4. Dog’s Bay and Gurteen Bay, Connemara
These two amazing white sand crescents almost look like a mirror image of each other when viewed from above, with just a few hundred metres of flat green headland keeping them apart. The sand here is part of the appeal, consisting of shells from sea creatures or foraminifera, which gives the sand its dazzlingly white colour.
The beaches are some of the safest in the area, protected from waves and without any major currents to be cautious about. The only thing you may need to fear is the temperature of the water – in January and February the weather in this part of Ireland can be pretty unbearable, with temperatures as low as 2°C. While there are no facilities by the beach, there is a decent supermarket in the village of Roundstone, just three miles away.
3. Portsalon Beach, Co. Donegal
Portsalon Beach is a beautiful sandy beach on the shores of Lough Swilly. It gently slopes towards the Atlantic ocean and is located in a Natural Heritage Area. This beach is truly magnificent when viewed from above. The beach at Portsalon can be reached by travelling north east in the R246 from Carrowkeel to Portsalon. It is widely-recognised as one of Donegal’s finest beaches and indeed, one of Ireland’s top beaches.
2. Inch Beach, Co. Kerry
Located on the Dingle peninsula, this popular surfing beach Inch stretches for three miles, separating the harbors of Dingle and Castlemaine. Inch also provides unsuspecting tourists who are approaching the peninsula from the eastern side are with some of the most fabulous views that they will ever come across.
In addition to the silent majesty of the Slieve Mish Mountains, Inch provides a breathtaking setting for Ireland travelers. This cinematic vista was also featured in the classic Hollywood film Ryan’s Daughter.

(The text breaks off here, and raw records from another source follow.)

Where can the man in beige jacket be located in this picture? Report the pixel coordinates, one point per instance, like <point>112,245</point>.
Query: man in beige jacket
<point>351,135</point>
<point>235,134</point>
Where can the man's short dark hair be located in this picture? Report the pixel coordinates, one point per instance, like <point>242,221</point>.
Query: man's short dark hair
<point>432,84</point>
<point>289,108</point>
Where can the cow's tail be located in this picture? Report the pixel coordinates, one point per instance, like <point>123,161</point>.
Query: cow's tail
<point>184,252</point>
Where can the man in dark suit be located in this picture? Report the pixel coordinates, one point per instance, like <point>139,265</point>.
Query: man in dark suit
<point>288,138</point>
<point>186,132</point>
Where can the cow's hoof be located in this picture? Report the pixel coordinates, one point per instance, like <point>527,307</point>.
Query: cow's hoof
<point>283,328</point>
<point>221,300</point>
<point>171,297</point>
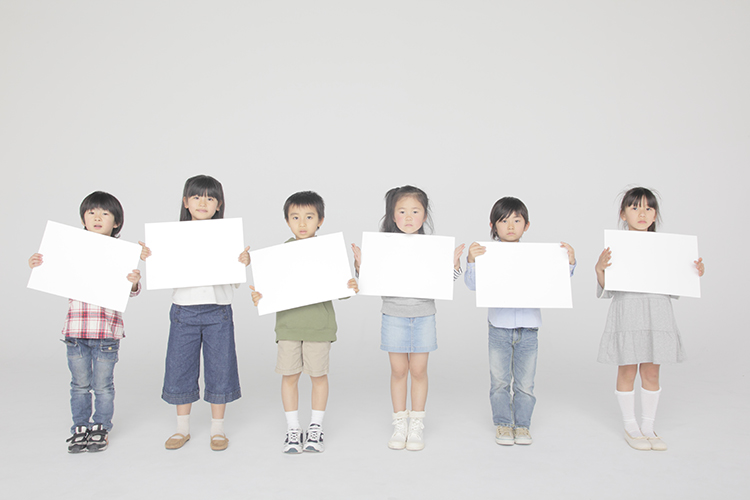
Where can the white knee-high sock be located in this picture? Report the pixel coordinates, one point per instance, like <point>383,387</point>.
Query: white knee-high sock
<point>627,407</point>
<point>649,404</point>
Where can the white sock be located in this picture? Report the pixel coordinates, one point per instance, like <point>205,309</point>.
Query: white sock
<point>627,407</point>
<point>217,426</point>
<point>649,403</point>
<point>292,420</point>
<point>317,417</point>
<point>183,424</point>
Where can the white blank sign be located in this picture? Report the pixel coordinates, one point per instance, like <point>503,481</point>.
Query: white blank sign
<point>649,262</point>
<point>407,265</point>
<point>194,253</point>
<point>300,273</point>
<point>523,275</point>
<point>85,266</point>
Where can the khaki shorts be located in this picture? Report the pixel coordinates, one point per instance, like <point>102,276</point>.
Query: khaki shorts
<point>297,356</point>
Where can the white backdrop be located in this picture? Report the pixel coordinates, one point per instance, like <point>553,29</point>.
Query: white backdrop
<point>562,104</point>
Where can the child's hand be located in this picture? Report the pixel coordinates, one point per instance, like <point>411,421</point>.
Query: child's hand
<point>245,257</point>
<point>357,256</point>
<point>698,265</point>
<point>256,296</point>
<point>475,250</point>
<point>457,256</point>
<point>35,260</point>
<point>145,251</point>
<point>571,252</point>
<point>134,278</point>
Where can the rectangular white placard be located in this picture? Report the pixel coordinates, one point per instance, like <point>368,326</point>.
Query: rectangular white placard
<point>194,253</point>
<point>649,262</point>
<point>301,273</point>
<point>523,275</point>
<point>407,265</point>
<point>85,266</point>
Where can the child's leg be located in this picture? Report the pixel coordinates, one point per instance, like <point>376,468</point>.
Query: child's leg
<point>399,374</point>
<point>418,372</point>
<point>523,366</point>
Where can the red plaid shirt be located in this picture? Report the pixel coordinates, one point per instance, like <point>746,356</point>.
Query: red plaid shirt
<point>87,321</point>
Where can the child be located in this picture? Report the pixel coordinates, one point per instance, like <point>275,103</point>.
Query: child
<point>513,343</point>
<point>304,336</point>
<point>92,335</point>
<point>201,316</point>
<point>408,324</point>
<point>641,332</point>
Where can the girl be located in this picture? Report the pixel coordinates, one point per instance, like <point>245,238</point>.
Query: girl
<point>408,322</point>
<point>201,315</point>
<point>641,332</point>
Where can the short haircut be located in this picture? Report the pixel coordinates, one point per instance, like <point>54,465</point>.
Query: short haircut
<point>504,208</point>
<point>633,198</point>
<point>202,185</point>
<point>107,202</point>
<point>305,199</point>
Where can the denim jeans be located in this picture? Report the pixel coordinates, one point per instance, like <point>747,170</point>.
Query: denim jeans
<point>211,327</point>
<point>92,368</point>
<point>513,354</point>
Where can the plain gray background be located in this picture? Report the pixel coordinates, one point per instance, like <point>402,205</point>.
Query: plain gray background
<point>562,104</point>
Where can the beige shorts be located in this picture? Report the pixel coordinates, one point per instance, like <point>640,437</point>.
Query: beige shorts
<point>297,356</point>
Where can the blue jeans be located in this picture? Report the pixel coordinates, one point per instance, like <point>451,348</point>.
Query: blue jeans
<point>92,368</point>
<point>513,354</point>
<point>210,326</point>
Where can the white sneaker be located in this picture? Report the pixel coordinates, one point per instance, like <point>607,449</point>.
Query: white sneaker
<point>415,441</point>
<point>398,439</point>
<point>293,442</point>
<point>314,439</point>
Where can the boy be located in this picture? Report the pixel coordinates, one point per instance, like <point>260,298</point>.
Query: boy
<point>92,336</point>
<point>513,332</point>
<point>304,336</point>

1. Murlough Beach, Co. Down
Murlough Beach comprises of a wide flat sandy beach with a 2 m wide pebble ridge above high water mark. The beach is backed by an ancient sand dune system throughout its 6 km length. A large area of the dunes is designated as a National Nature Reserve. The Nature Reserve is a fragile 6,000 year old sand dune system. It is an excellent area for walking and bird watching due to its location at the edge of Dundrum Bay and the Mourne Mountains. The spectacular scenery makes it one of Ireland’s greatest beaches.